Definisi Bahagia menurut Gus Baha: Tak Harus Jadi Pejabat Negara dan Bergelimang Harta
Jumat, 8 Maret 2024 | 07:15 WIB
Jakarta, NU Online
Pengasuh Pondok Pesantren Tahfidzul Qur'an Lembaga Pembinaan, Pendidikan, dan Pengembangan Ilmu Al-Qur'an (LP3iA) KH Ahmad Bahauddin Nursalim (Gus Baha) menyampaikan bahwa definisi bahagia sangatlah luas dan tidak sempit berdasarkan pandangan satu kelompok.
Bagi Gus Baha, bahagia tidak harus menjadi pejabat negara, memiliki kendaraan bagus atau pun bergelimang harta. Sebab setiap manusia bisa menciptakan kebahagiaannya sendiri sesuai kondisi masing-masing, tanpa harus mengganggu orang lain.
"Selama ini kita sering salah membuat definisi bahagia. Bahagia itu ketika jadi dosen, jadi rektor, jadi menteri, sehingga orang itu tidak sempat bahagia dengan kesehariannya. Padahal bahagia tidak harus begitu," katanya seperti dikutip dari akun Youtube Universitas Gadjah Mada, Kamis (7/3/2024).
Gus Baha lalu memaparkan, terkadang seseorang yang dianggap bahagia dengan memiliki jabatan tinggi di struktur pemerintahan belum tentu bahagia. Sebab setiap hari bergelut dengan setumpuk tugas dari pagi hingga pagi. Bahkan, tidak bisa menikmati waktu bersama keluarga dan istirahat di rumah.
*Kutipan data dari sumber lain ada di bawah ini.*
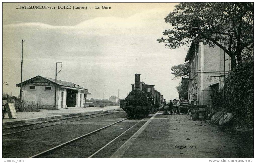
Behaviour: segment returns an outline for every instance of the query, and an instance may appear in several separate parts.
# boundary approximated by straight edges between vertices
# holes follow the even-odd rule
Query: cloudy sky
[[[183,64],[188,48],[171,50],[156,39],[171,28],[164,18],[173,3],[9,3],[3,4],[3,91],[18,96],[20,81],[21,40],[23,80],[37,75],[55,78],[56,62],[62,62],[57,79],[84,87],[103,99],[124,98],[134,74],[155,85],[169,99],[175,97],[180,80],[172,80],[170,67]],[[70,5],[71,9],[17,9],[17,5]],[[110,6],[96,9],[95,6]],[[87,10],[73,10],[74,6]],[[89,9],[93,7],[93,9]],[[177,92],[177,96],[178,95]]]

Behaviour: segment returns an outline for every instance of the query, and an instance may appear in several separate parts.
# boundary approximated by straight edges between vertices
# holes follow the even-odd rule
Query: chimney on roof
[[[135,74],[135,82],[134,84],[134,89],[139,90],[141,87],[140,83],[140,74]]]

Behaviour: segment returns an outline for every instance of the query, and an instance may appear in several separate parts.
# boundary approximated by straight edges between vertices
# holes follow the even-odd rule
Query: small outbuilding
[[[109,101],[113,102],[113,103],[118,103],[119,99],[119,98],[118,98],[118,97],[114,95],[109,97]]]
[[[92,94],[87,89],[71,82],[57,80],[56,83],[55,99],[55,79],[39,75],[23,82],[23,99],[38,101],[40,108],[59,109],[84,107],[87,95]],[[16,86],[20,87],[20,83]]]

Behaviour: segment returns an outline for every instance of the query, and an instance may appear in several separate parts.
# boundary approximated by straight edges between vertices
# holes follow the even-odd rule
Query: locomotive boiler
[[[131,84],[132,91],[120,102],[120,107],[127,113],[127,117],[132,118],[147,117],[163,102],[163,96],[155,89],[155,86],[140,82],[140,74],[135,74],[134,84]]]

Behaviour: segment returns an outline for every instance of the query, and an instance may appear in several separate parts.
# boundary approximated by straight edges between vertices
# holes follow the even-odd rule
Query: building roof
[[[110,96],[109,97],[109,98],[110,98],[110,97],[111,97],[112,96],[113,96],[114,97],[115,97],[115,98],[118,98],[118,97],[117,97],[117,96],[114,96],[114,95],[113,95],[113,96]]]
[[[192,47],[194,47],[194,45],[195,44],[194,42],[194,41],[192,41],[191,44],[190,45],[189,48],[188,49],[188,53],[187,53],[187,55],[186,56],[186,57],[185,58],[185,62],[186,62],[188,60],[189,60],[189,59],[191,58],[191,57],[193,56],[193,54],[192,54],[191,53],[191,50],[192,50]]]
[[[35,77],[34,77],[30,79],[28,79],[28,80],[27,80],[23,82],[22,82],[23,84],[28,84],[28,83],[30,83],[31,82],[33,81],[36,80],[37,79],[42,79],[47,80],[48,80],[49,81],[50,81],[52,83],[55,83],[55,79],[52,79],[51,78],[47,78],[46,77],[42,77],[40,75],[38,75],[37,76]],[[63,80],[57,80],[56,81],[56,83],[57,84],[59,85],[60,86],[66,86],[69,87],[70,87],[71,88],[79,88],[80,89],[84,90],[86,91],[88,91],[88,90],[87,89],[84,88],[83,87],[82,87],[79,85],[76,84],[75,84],[73,83],[72,82],[66,82],[65,81],[63,81]],[[75,87],[75,85],[77,86],[78,87]],[[20,87],[20,83],[19,83],[18,84],[16,84],[16,86],[17,87]],[[92,94],[91,93],[88,92],[88,94]]]
[[[212,84],[210,84],[209,86],[217,86],[217,85],[219,85],[219,82],[218,81],[216,82],[215,83],[214,83]]]

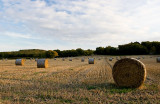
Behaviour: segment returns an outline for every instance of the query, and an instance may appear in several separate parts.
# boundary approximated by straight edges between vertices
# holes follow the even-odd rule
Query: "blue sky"
[[[0,51],[160,41],[160,0],[0,0]]]

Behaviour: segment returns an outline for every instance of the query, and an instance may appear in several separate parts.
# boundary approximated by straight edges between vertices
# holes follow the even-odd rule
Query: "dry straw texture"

"Sementara jadi pejabat pagi-pagi harus ke kantor, disuruh ini dan itu. Jadi menteri disuruh-suruh presiden. Kadang tidak bisa istirahat dan ngopi," tutur salah seorang Rais Syuriah PBNU itu.
Gus Baha menjelaskan, bahagia adalah milik semua makhluk Allah. Tidak penting latar belakang dan status sosialnya. Cara bahagia pun ada banyak cara. Orang kecil juga bisa bahagia. Pagi-pagi bisa santai. Mau ngopi dan istirahat sesuka hati.
"Bahagia seperti ini jangan ditolak, biarkan saja. Jadi itu penting mengelola kebahagiaan. Bahagia itu harus dilatih," imbuhnya.
Ulama asal Rembang, Jawa Tengah ini menambahkan bahwa bahagia versi kekasih Allah adalah bisa melakukan sujud dan selalu dekat dengan Allah. Meskipun kehidupannya sederhana, asal bisa beribadah dan bebas sujud kepada Allah, maka hal itu sudah sangat bahagia.
Namun, Gus Baha menegaskan jika ia tidak memaksa seseorang untuk mengikuti model waliyullah. Semua tergantung kemampuan masing-masing individu sehingga tidak terbebani.
"Syukur-syukur bisa bahagia seperti waliyullah, yaitu bahagia ketika sujud kepada Allah. Kalau tidak bisa, ya latihan yang mudah-mudah saja," tutupnya diiringi gelak tawa.